Juncker calls on Europe to reject separatist ‘poison’ amid Catalonia crisis

EU Commission President Juncker attends a press conference with Portugal's PM Costa at the Sao Bento Palace in Lisbon
European Commission President Jean-Claude Juncker attends a press conference with Portugal's Prime Minister Antonio Costa (not in the picture) at the Sao Bento Palace in Lisbon, Portugal October 30, 2017. REUTERS/Pedro Nunes

November 9, 2017

MADRID (Reuters) – European Commission President Jean-Claude Juncker on Thursday called on Europe to stand up against separatism at a time when the Catalan independence push has deeply divided Spain.

The standoff between Madrid and supporters of Catalan independence, triggered by a banned Oct. 1 referendum splitting with Spain, has stirred separatist feelings far beyond Spanish borders.

“Nationalisms are a poison that prevent Europe from working together”, said Juncker in a speech at a university Spanish city of Salamanca, where he received an award.

“We cannot stay with our arms crossed because it is time for us to do what needs to be done.
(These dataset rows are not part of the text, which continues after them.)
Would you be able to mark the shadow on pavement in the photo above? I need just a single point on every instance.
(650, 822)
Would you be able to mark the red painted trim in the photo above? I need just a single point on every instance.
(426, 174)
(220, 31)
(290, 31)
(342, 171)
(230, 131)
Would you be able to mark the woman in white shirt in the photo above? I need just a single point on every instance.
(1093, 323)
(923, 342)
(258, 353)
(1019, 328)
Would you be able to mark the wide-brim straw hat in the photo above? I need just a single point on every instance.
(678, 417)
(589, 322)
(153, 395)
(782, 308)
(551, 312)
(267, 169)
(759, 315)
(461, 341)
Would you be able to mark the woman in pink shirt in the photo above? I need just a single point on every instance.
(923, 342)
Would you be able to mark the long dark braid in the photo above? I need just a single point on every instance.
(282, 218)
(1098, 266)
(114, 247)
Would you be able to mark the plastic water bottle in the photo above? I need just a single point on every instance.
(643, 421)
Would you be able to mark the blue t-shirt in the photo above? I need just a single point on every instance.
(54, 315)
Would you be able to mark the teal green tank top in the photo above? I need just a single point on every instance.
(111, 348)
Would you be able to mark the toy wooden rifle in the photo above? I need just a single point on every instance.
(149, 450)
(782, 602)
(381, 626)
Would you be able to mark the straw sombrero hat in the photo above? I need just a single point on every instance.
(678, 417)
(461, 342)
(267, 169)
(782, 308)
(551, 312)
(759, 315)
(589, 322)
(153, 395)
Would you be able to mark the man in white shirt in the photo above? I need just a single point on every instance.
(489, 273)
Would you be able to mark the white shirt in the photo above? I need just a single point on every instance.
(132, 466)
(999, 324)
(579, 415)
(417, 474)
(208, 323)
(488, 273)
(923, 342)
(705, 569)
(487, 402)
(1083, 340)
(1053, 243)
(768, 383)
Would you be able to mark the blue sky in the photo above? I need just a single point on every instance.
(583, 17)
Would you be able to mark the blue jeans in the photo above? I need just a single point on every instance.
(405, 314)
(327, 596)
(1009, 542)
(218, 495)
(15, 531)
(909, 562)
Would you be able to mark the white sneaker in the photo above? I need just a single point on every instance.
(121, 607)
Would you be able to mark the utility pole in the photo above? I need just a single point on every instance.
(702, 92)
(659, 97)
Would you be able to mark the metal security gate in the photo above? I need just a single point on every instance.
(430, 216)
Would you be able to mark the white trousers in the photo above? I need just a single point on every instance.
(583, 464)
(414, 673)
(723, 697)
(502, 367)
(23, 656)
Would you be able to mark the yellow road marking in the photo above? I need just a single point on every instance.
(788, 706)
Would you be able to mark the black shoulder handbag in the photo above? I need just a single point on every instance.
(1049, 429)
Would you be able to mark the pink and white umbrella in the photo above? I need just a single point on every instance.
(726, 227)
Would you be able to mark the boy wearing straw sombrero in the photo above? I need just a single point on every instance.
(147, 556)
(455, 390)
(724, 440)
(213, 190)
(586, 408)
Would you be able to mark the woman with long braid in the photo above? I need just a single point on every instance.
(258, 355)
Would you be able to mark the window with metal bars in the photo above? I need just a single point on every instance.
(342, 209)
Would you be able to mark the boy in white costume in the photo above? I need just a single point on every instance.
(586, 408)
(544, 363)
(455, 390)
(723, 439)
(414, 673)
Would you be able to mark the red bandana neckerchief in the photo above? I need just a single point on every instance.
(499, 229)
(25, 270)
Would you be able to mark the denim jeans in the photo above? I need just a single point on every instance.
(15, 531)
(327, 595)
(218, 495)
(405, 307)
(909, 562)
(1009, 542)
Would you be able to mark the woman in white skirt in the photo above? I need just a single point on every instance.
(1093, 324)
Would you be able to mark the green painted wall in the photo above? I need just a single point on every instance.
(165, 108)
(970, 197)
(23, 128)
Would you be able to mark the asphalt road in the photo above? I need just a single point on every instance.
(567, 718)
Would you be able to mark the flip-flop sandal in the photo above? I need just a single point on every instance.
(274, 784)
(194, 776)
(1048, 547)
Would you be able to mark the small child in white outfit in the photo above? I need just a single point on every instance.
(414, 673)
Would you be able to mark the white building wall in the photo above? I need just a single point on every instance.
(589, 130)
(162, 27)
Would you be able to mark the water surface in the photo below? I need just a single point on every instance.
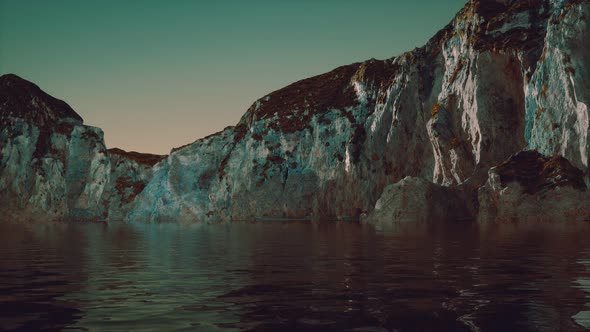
(293, 276)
I say ‘no’ to any form of separatism that weakens Europe and further widens the existing fissures.”

Juncker’s comments will further disappoint deposed Catalan president, Carles Puigdemont, who went into self-imposed exile in Belgium last week after Spain’s central government responded to an independence declaration by firing his administration.
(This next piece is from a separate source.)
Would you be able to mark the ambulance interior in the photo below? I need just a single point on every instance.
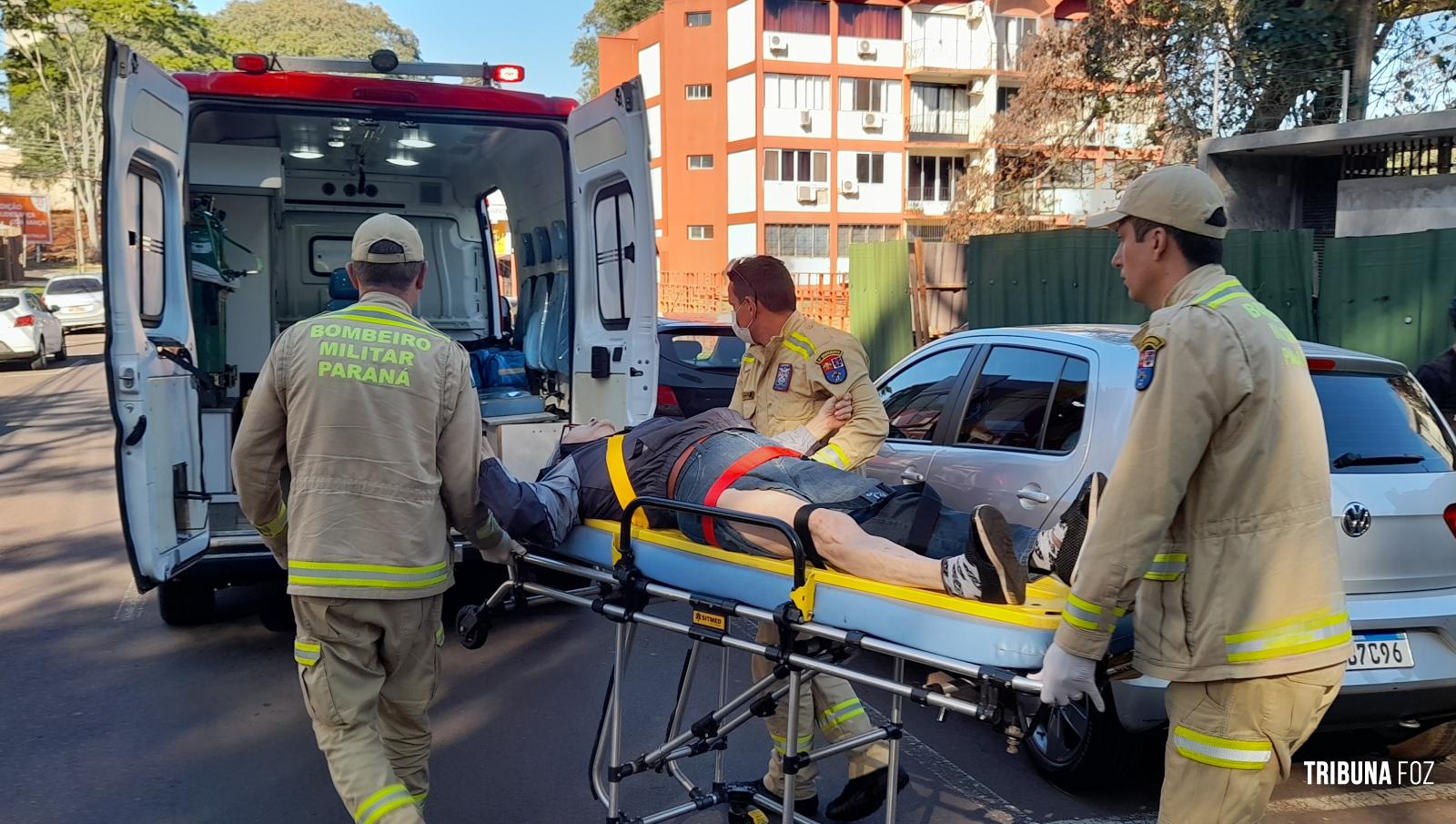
(288, 191)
Puigdemont had ambitions to garner support for his independence campaign in the heart of the European Union and has appealed for EU intervention, which so far has not been forthcoming.

The secessionist drive has dragged Spain into its worst political crisis since the return of democracy four decades ago.

The Catalan parliament’s speaker and five lawmakers are appearing on Thursday before Spain’s Supreme Court in Madrid to answer charges of rebellion and sedition for their roles in staging the referendum.

The European Union is also currently facing a huge challenge to its unity in Britain’s impending exit from the bloc. The Spanish dispute also bears some similarities with the battle for Scottish separation, which culminated in a 2014 referendum that narrowly rejected independence.

Spanish Prime Minister Mariano Rajoy, who was with Juncker in Salamanca, thanked him for his support “in such difficult times.”

“Juncker has supported the Spanish government’s actions, has expressed his respect for our constitution, our laws and our legal system,” he told students and professors at the event.